Según explicó el diputado Hugo Gutiérrez, quien patrocinó la querella, se presume que el grupo que estaba de guardia esa tarde fue el responsable del fusilamiento de los niños. Luego, escondieron los cuerpos para volver a enterrarlos cerca de sus casas cuando la búsqueda terminó. Por temor, los padres nunca presentaron el caso en ninguna instancia.

En agosto de 1974, los cadáveres de ambos niños fueron entregados a sus familias en urnas selladas y con certificados de defunción que no especificaban sus muertes. Una de las diligencias solicitadas por Gutiérrez fue la exhumación de los cuerpos, lo que fue ordenado por el juez Juan Guzmán. Sin embargo, la causa fue seguida por el ministro Jorge Zepeda, quien finalmente la sobreseyó argumentando que los niños habrían muerto al caer cerca de los estanques de bencina.

En su declaración al informe Valech en 2010, la madre de Jimmy Christie relató que el día 11 de enero “llegaron a mi casa los militares diciendo que el Comandante Ariosto Lapostol me necesitaba, al llegar allí al Regimiento me pidieron el carné y me llevaron por un pasillo, me vendaron la vista, me colocaron en una camilla me amarraron y me empezaron a dar agua tibia azucarada con varias cápsulas y tabletas”. En total, fueron 12 pastillas que habrían sido suministradas por el doctor Díaz Pacci.

En este escenario, la mujer detalló cómo pretendieron llevarla a inculparse por la desaparición de los niños: “Tocaban una música muy suave, cada vez me preguntaban que ‘dónde tenía los niños’, fueron interminables las veces que me hicieron la misma pregunta, hacían girar la camilla, eso me produjo mareo, deseos de ir al baño, pero ellos seguían preguntando la misma pregunta, me dolía todo el cuerpo, lo único que deseaba es que esa interrogación terminará, pero nada pasó, a mi marido le decían que yo estaba con el Comandante Lapostol… cosa que no era así ya que estaba sometida diariamente a interrogaciones”.

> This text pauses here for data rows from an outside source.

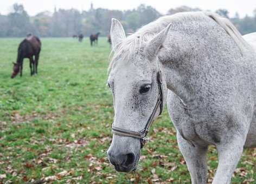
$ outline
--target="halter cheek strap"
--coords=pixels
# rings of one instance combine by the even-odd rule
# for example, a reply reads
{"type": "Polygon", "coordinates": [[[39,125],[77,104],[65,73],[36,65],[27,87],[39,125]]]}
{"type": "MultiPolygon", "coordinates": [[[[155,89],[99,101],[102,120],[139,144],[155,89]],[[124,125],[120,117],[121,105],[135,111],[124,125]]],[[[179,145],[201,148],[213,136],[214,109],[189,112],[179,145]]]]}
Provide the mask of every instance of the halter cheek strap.
{"type": "Polygon", "coordinates": [[[162,82],[162,72],[161,70],[159,69],[158,71],[157,72],[157,83],[158,86],[158,95],[157,96],[157,101],[156,105],[155,106],[155,108],[153,110],[153,111],[152,112],[151,115],[150,115],[150,117],[148,120],[144,129],[140,132],[135,132],[118,128],[113,125],[112,130],[113,134],[122,136],[127,136],[138,139],[140,141],[140,148],[143,147],[147,142],[146,136],[148,134],[148,133],[149,132],[149,128],[153,122],[153,118],[156,115],[157,109],[158,108],[160,108],[160,112],[158,114],[158,116],[161,114],[162,111],[163,111],[163,102],[162,82]]]}

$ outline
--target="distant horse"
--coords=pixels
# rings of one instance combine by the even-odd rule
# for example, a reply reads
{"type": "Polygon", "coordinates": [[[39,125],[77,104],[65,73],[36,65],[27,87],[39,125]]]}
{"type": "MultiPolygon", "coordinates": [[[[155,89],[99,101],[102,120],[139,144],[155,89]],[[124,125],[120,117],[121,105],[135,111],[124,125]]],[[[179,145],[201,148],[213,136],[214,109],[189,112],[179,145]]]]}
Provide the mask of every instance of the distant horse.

En su declaración, María Bossy asegura que “nunca ha existido la voluntad de llegar a la verdad en este caso y que se hayan creados historias inverosímiles para justificar lo injustificable, posteriormente a esta exhumación, y a la investigación que se realizaba, el máximo tribunal determinó que el caso que seguía el Juez Juan Guzmán lo siquiera el Juez Jorge Zepeda quien nunca dilucidó absolutamente nada, quedando nuevamente este caso en la más completa inmunidad”.

Las familias de los niños demandaron al Estado chileno ante la Corte Internacional de La Haya, pero a pesar del dictamen favorable el caso sigue sin responsables. Desde entonces, luchan porque el caso tenga justicia y ambas víctimas sean reconocidas como tales por el Estado de Chile.

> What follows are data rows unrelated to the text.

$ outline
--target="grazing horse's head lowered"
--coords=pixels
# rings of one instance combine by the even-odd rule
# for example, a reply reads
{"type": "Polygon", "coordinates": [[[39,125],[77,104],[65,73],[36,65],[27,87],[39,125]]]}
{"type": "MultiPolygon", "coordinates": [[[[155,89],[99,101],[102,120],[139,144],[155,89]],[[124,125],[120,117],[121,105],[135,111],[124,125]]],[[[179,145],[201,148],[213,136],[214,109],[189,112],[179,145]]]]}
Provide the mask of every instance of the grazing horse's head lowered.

En memoria de los 307 niños y niñas ejecutados

En la actualidad, familiares y la comunidad de Guayacán afirman que los niños fueron asesinados por agentes militares del Regimiento de Arica. Luego de años, los habitantes de la población y la madre de Jimmy Christhie Bossy pidieron al municipio de Coquimbo un memorial.

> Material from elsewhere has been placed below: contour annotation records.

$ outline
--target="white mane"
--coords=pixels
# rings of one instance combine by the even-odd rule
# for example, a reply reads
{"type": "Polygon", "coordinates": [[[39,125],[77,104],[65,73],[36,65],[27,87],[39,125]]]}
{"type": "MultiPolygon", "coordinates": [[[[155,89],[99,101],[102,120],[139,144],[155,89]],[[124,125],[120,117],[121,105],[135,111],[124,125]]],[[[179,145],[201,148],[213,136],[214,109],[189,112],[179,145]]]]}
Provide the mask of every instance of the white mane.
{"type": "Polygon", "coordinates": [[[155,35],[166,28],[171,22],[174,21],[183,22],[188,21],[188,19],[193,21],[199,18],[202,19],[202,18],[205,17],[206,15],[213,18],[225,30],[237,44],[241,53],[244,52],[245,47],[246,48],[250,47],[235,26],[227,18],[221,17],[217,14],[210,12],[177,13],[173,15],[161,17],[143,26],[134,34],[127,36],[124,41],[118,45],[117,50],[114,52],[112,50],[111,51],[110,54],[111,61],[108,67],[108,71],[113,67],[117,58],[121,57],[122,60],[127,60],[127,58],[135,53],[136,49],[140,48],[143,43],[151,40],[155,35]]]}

Finalmente, “El mirador de los ángeles” fue construido en la intersección de las calles Barry Macauliffe y De los estanques, en la zona de Guayacán y El Llano de Coquimbo. Antes de su concreción, la madre de Jimmy aseguró que el objetivo del espacio era “para valorar la vida y para que nunca más vuelva a ocurrir atrocidades así en nuestro país y en ninguna parte del mundo”.

El Informe Rettig certificó en 307 los casos de menores de 20 años que fueron ejecutados en dictadura: las víctimas van desde niños de seis meses hasta la adolescencia, con 75 de ellos detenidos desaparecidos. Además, el Informe Valech sumó 102 casos en un anexo titulado “Menores de edad detenidos junto a sus padres o nacidos en prisión”. A la vez, la Comisión Valech acreditó que 2.200 niños y niñas sufrieron prisión política o tortura durante la dictadura.